日弁連では,各地の弁護士会に対しても死刑問題についての取組を要請し,同旨の会長声明が,東京、第二東京、愛知県、大阪、京都、兵庫県、広島、福岡県、宮崎県、新潟県、埼玉、札幌、島根県、福島県、横浜、仙台、岡山などからも出されるに至っています。

(3)「死刑を考える日」の全国展開 弁護士会では、市民の皆さんに死刑の残虐性と問題点をあらためて考えていただくため、映画「休暇」などを上映する「死刑を考える日」を全国各地で開催しています。 

「死刑を考える日」は、昨年、10月東京で開催した後、今年は、5月9日大阪、5月16日名古屋、5月29日仙台、5月30日香川、6月23日長崎、6月27日岡山、7月11日和歌山、8月9日長野で行われました。昨年東京では320名が参加し、各地でも100名から200名くらいの方に参加していただいていますので、すでに延べ1000人を超える方に参加していただいたことになります。今年10月3日には、横浜で「今こそ死刑について考えよう 映画『真昼の暗黒』をテーマに」を開催します。また10月9日には東京で、「テレビドラマ『サマヨイザクラ』で見る裁判員裁判と死刑」を郷田マモラ氏(漫画家・原作者)、竹田昌弘氏(共同通信)をパネリストとして開催します。さらに10月24日京都、11月1日福井、11月26日静岡と続きます。

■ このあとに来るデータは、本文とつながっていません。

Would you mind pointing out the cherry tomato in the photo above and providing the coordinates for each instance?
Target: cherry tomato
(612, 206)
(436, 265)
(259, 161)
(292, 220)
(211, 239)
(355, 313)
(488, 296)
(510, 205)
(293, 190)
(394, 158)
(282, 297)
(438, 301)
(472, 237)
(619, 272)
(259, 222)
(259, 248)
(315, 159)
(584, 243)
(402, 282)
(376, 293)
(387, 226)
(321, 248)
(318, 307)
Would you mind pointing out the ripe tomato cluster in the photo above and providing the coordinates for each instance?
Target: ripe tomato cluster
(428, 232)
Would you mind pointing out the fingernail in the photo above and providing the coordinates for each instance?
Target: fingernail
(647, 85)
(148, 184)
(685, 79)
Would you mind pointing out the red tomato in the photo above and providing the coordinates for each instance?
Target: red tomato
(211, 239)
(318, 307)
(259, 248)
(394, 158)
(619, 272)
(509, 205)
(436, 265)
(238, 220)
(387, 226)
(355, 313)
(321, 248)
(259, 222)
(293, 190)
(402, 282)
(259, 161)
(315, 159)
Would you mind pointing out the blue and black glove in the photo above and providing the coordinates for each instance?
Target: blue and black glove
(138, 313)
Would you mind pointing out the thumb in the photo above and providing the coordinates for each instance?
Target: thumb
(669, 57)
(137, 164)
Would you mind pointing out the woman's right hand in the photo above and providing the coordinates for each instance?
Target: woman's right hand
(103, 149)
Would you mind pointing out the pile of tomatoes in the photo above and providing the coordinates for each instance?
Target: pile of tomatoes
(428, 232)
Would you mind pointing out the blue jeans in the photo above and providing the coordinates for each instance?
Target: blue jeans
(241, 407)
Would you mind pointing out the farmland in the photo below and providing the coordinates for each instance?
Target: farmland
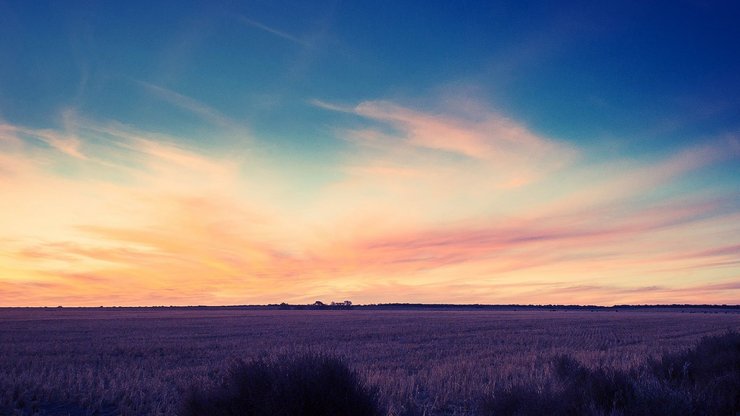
(142, 361)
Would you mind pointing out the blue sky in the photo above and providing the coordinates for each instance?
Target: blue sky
(305, 98)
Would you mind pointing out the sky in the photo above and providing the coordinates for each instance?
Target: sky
(211, 153)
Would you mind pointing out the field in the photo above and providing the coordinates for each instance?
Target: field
(112, 361)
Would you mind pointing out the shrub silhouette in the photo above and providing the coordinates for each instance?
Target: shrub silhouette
(710, 372)
(307, 385)
(701, 381)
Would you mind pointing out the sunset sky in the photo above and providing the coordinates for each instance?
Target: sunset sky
(455, 152)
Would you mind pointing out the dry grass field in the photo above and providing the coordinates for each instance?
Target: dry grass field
(142, 361)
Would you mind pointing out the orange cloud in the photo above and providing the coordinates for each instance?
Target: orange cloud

(4)シンポジウム「生命に対する権利」の開催 2009年1月9日、国際人権法のウイリアム・シャバス教授、新倉修青山学院大学教授、尾崎元共同通信社前橋支局長を講師として、「シンポジウム 生命に対する権利」を開催しました。2008年10月の国連の規約人権委員会の総括所見の意義について、「締約国は、世論調査の結果にかかわらず、死刑の廃止を前向きに検討」すべきであるとされていますが、対象とされている「締約国」には日本政府だけでなく日弁連も含まれており、日弁連もまた「死刑廃止を前向きに検討」すべきではないかとの指摘がなされました。

(5)死刑事件弁護のための特別研修の実施 2008年11月19日、「死刑事件と犯罪心理鑑定 裁判員制度下における死刑事件弁護 効果的な弁護を探る 第2弾」と題し、犯罪心理鑑定の意義とその実現に向けた具体的な問題点について、弁護士向けの研修を行いました。

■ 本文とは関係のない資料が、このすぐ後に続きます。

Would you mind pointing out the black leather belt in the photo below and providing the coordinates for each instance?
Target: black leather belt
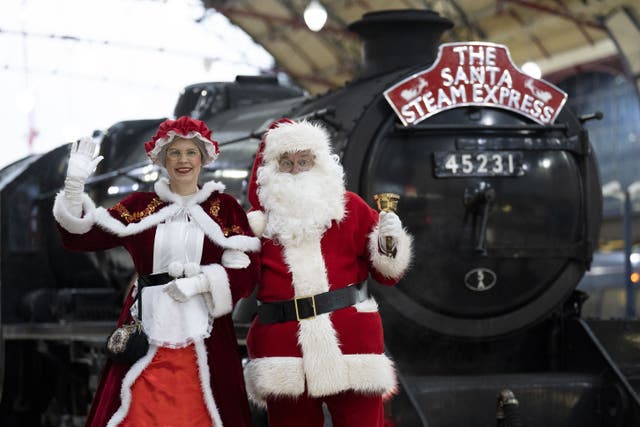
(311, 306)
(156, 279)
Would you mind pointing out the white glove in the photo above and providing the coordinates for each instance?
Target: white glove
(389, 230)
(82, 159)
(233, 258)
(184, 288)
(82, 163)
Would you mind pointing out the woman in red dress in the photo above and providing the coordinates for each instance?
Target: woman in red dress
(195, 245)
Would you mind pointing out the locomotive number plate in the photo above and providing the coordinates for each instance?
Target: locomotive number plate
(456, 164)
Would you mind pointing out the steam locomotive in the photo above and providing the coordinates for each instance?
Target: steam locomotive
(498, 185)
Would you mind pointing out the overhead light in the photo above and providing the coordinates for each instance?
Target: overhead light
(315, 15)
(532, 69)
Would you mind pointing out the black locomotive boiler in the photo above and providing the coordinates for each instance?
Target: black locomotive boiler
(498, 185)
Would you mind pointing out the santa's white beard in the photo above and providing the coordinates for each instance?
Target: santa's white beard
(301, 206)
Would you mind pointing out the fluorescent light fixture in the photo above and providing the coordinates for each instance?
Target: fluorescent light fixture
(315, 15)
(532, 69)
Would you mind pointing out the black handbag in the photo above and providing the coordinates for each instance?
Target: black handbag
(128, 343)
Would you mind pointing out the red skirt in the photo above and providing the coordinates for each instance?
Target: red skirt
(169, 392)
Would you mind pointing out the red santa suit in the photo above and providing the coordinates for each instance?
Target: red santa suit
(334, 354)
(164, 231)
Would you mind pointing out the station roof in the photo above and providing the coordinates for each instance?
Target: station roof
(556, 34)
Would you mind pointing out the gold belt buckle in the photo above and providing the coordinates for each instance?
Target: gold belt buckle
(313, 304)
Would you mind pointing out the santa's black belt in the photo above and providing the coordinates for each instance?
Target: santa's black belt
(310, 306)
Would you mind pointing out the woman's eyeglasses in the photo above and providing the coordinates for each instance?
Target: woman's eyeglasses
(177, 154)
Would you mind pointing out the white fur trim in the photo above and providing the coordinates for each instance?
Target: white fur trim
(125, 391)
(219, 289)
(171, 135)
(109, 223)
(137, 368)
(163, 190)
(175, 269)
(324, 365)
(70, 222)
(205, 383)
(391, 267)
(214, 233)
(209, 226)
(367, 306)
(191, 269)
(257, 222)
(264, 377)
(284, 376)
(292, 137)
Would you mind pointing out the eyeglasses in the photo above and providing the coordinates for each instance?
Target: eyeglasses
(177, 154)
(297, 162)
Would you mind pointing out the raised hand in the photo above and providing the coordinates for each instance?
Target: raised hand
(83, 159)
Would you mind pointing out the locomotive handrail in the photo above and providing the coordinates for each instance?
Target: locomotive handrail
(461, 127)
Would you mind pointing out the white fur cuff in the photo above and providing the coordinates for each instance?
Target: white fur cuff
(72, 223)
(285, 376)
(392, 267)
(257, 222)
(219, 288)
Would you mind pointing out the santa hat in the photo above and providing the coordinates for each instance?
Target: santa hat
(183, 127)
(282, 136)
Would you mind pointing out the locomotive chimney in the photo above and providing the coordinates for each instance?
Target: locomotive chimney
(395, 39)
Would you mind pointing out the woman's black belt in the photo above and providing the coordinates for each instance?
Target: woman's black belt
(156, 279)
(310, 306)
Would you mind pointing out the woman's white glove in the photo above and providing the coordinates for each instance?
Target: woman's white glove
(184, 288)
(389, 230)
(82, 162)
(83, 159)
(233, 258)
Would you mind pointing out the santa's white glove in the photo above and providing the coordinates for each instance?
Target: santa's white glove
(389, 230)
(233, 258)
(82, 163)
(184, 288)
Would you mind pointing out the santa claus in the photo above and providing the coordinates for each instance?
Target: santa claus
(318, 335)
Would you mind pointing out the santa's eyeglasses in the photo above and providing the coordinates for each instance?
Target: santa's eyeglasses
(296, 162)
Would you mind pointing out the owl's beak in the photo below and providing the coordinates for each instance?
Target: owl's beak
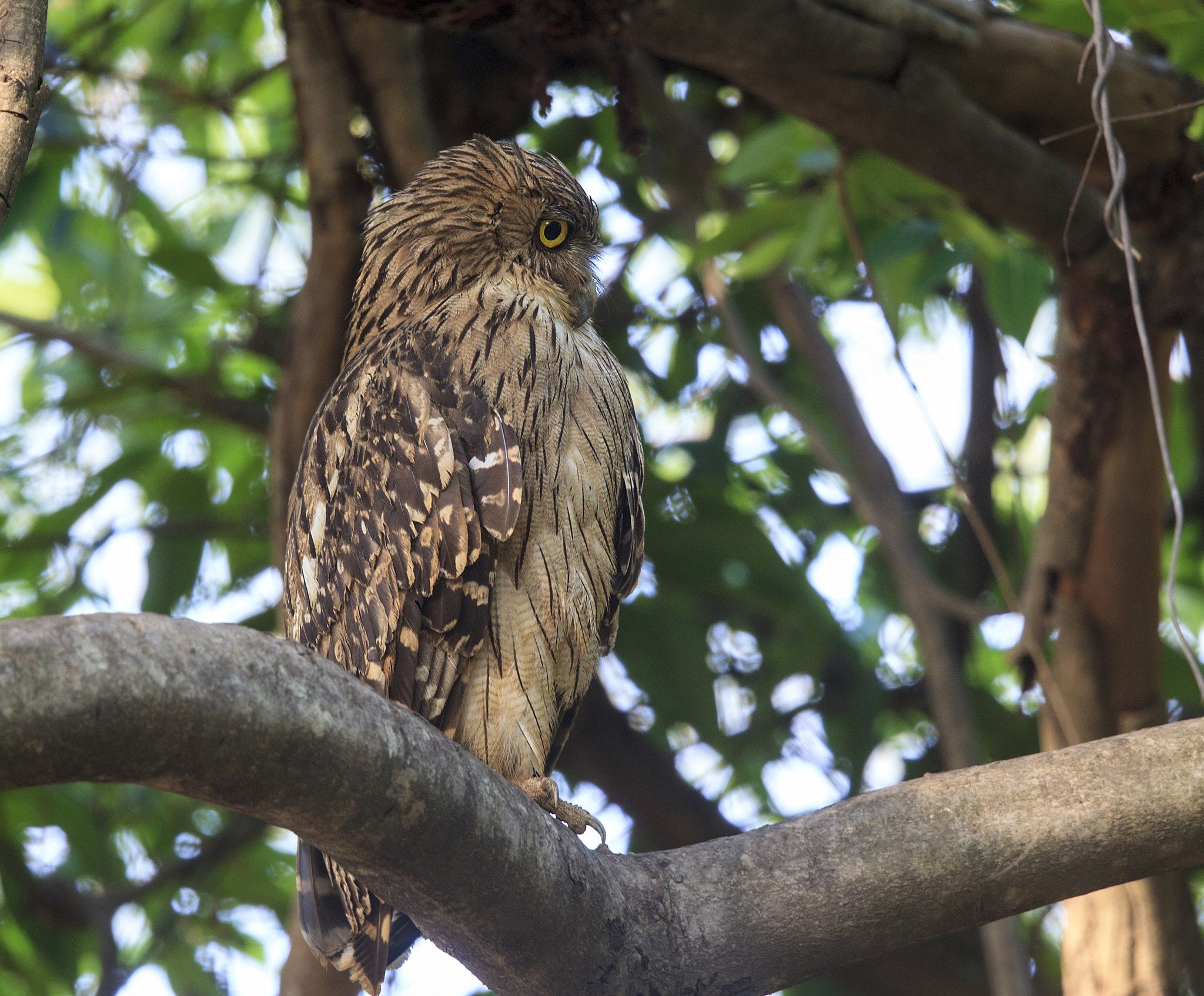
(583, 304)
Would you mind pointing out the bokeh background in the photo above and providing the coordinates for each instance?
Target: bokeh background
(147, 279)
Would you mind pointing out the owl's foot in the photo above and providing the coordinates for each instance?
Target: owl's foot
(543, 790)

(6)死刑事件弁護経験交流会の開催 2009年3月14日第5回死刑事件弁護経験交流会を開催し、「被虐待経験のある被告人のための情状弁護 死刑求刑で無期判決を獲得した静岡事件に学ぶ」と題し、弁護人の小川秀世弁護士と山梨県立大学臨床心理学西澤哲教授より講演を受けました。

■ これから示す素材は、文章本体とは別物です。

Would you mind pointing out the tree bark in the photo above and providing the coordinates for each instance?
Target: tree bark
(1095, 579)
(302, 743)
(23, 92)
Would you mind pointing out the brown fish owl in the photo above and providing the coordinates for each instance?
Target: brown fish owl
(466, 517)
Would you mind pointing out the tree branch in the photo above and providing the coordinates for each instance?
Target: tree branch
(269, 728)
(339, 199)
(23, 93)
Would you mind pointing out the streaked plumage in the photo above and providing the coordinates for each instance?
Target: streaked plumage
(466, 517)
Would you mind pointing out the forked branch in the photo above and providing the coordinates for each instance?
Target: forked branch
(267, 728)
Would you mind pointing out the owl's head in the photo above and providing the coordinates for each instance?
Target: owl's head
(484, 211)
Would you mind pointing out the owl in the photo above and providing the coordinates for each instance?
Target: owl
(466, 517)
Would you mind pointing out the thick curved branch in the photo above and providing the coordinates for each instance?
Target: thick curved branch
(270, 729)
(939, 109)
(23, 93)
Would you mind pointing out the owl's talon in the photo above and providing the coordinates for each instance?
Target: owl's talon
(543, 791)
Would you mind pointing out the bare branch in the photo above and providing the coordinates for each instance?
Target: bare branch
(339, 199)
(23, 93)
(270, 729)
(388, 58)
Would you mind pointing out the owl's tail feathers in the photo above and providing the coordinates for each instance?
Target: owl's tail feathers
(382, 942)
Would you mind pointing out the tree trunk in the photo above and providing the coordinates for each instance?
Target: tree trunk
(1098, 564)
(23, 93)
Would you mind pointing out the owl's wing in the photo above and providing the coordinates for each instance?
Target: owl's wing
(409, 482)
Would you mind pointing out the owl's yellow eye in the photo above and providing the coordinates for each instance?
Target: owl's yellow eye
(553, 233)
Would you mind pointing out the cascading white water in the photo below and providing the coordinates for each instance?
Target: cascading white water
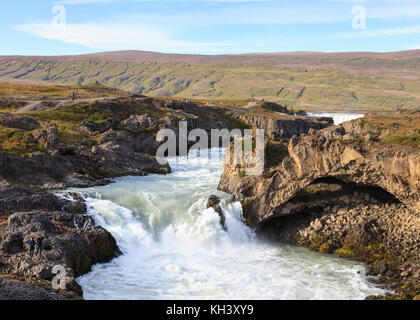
(175, 248)
(338, 118)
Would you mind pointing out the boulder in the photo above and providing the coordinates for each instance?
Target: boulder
(214, 202)
(18, 122)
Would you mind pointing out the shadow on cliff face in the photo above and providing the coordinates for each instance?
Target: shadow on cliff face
(324, 197)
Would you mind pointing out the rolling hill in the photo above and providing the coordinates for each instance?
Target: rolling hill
(307, 80)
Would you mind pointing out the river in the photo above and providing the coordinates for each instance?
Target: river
(174, 247)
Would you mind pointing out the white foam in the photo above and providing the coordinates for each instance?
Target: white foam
(175, 248)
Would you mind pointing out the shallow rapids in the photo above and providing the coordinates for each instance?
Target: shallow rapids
(175, 248)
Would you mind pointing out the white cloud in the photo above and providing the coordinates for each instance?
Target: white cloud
(120, 37)
(415, 29)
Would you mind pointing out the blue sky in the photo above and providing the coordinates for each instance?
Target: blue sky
(30, 27)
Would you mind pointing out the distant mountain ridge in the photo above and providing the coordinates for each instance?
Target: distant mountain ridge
(310, 80)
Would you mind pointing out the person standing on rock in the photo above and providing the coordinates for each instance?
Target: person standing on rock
(31, 243)
(39, 245)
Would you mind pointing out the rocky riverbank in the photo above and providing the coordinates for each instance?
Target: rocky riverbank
(347, 190)
(71, 240)
(78, 145)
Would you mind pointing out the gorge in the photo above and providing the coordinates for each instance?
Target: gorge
(92, 186)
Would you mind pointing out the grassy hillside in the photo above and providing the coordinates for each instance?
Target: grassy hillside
(311, 81)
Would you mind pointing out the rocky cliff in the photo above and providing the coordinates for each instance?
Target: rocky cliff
(71, 240)
(341, 189)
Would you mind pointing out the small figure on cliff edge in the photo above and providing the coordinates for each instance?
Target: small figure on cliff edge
(39, 245)
(31, 243)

(7)日弁連ホームページに「死刑を考える」ページを設けました 市民の皆さんに対し死刑に関する正確な情報をわかりやすく提供するため、日弁連のホームページに「死刑を考える」ページ(http://www.nichibenren.or.jp/ja/committee/list/shikeimondai/shikei_qa.html)を加えました。QアンドA形式として、犯罪統計などに基づき凶悪犯罪が増えていないことなどを説明し、日弁連の「死刑執行停止法案」についても説明しています。


3 今後の活動 

民主党のインデックス(マニフェストを詳細にしたもの)によれば、「死刑存廃の国民的議論を行うとともに、終身刑を検討、仮釈放制度の客観化・透明化をはかります。死刑制度については、死刑存置国が先進国中では日本と米国のみであり、EUの加盟条件に死刑廃止があがっているなどの国際的な動向にも注視しながら死刑の存廃問題だけでなく当面の執行停止や死刑の告知、執行方法などをも含めて国会内外で幅広く議論を継続していきます。」とあります。 

この民主党の政策は、日弁連の考え方と共通するところも多くありますから、何とか死刑執行停止を実現させていきたいと思います。